A few years later, the Jenney Stockade transitioned yet again to house the local Chamber of Commerce. On March 26, 1953, it was announced that the chamber office was to be located in the Jenney Stockade, which would be remodeled inside. Work had started on the cement floor – Cash explained there was no floor in the stockade before it became the chamber’s headquarters, and a wood floor is in the stockade now at the Anna Miller Museum. The roof was reshingled and wall board put on the walls in 1953, all of which has since been taken off to put the building back to its original state. The Jenney Stockade was used as the Chamber of Commerce behind the library for many years
The summer of 1969 brought yet another recognition to the Jenney Stockade.

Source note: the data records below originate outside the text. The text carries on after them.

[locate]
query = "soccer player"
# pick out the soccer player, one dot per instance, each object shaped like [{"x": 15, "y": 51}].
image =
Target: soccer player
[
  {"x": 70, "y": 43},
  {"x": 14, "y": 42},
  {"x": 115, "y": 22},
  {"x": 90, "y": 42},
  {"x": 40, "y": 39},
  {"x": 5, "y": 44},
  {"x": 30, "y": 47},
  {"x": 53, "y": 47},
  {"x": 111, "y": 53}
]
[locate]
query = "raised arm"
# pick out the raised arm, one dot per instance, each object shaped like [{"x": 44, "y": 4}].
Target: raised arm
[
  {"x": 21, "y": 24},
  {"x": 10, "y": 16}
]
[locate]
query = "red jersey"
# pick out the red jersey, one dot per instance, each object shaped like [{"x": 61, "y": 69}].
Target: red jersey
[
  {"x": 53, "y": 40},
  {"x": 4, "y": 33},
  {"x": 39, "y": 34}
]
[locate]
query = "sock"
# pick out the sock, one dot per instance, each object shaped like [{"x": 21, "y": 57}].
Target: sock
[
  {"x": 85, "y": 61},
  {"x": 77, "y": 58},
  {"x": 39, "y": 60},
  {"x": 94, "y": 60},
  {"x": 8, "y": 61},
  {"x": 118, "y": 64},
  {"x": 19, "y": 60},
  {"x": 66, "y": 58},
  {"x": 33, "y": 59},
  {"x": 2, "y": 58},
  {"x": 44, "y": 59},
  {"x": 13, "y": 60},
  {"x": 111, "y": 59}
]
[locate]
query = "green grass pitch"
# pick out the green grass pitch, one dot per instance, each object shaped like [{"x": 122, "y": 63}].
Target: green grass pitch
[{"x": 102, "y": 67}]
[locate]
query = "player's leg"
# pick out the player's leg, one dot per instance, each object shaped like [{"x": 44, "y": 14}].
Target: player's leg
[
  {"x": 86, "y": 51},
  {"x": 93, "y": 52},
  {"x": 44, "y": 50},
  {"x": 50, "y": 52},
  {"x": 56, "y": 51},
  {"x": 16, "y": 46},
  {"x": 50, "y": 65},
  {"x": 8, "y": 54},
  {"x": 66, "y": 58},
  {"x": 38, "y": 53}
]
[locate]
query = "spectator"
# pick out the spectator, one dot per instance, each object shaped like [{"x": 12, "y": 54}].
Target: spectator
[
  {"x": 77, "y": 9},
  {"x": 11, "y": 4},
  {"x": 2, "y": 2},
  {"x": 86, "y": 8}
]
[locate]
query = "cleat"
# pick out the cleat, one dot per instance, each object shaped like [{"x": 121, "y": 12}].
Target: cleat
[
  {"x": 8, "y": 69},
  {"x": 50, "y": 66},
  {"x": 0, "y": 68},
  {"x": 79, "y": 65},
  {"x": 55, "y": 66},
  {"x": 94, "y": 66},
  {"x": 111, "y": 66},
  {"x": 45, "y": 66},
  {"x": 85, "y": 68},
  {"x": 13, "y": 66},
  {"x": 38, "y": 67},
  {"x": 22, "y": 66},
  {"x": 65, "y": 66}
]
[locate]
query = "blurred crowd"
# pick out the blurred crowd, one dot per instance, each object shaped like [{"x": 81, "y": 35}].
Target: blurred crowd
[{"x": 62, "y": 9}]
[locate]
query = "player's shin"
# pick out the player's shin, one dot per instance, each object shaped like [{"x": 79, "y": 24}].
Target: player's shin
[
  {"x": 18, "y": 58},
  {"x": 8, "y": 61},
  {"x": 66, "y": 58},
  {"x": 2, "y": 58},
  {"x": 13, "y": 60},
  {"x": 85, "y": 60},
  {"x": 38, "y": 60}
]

Milt Pimpell was the manager of the chamber at the time when the stockade was being considered for the National Register of Historical Sites. 
Next, on Aug. 5, 1982, a dedication of the Jenney Stockade immediately followed the Weston County Fair Parade. The News Letter Journal published that Wyoming Secretary of State Thyra Thomson was to be the guest speaker. Thomson’s appearance was all the more special because her husband, Keith Thomson, lived on Beaver Creek. Cash said Keith Thomson’s grandparents were among the earliest settlers in the area. The next reports on the Jenney Stockade cover its second relocation 
An October 1982 article written by Penny Bonnar in the Wyoming Horizons publication titled “Tales of robberies, murders, pillage and plunder” explained the relocation to the Anna Miller Museum. The article opened with, “The Jenney Stockade cabin no longer sits on the Weston County Library lawn in Newcastle. Its ghosts have relocated with the cabin to the Anna Miller Museum complex on Highway 16. The small but imposing piece of Wyoming and Black Hills history has been preserved for the second time, largely through the efforts of the community that treasures its heritage.”
Other interesting snippets of the article are as follows:
“The oldest standing building in the Black Hills, the stockade was built in 1875 by members of the Jenney Expedition. The expedition set out from Ft. Laramie May 25, 1875 under direction of geologist Walter P. Jenney and Henry Newton and escorted by 400 soldiers under the command of Colonel Richard Irving Dodge. 
“… Ownership of the cabin was transferred to the Weston County Chapter of the Wyoming State Historical Society in 1980. The society made plans to move the cabin once again because logs were deteriorating from constant moisture produced by library lawn sprinklers. The move became urgent this year when plans were made to expand and remodel the library.”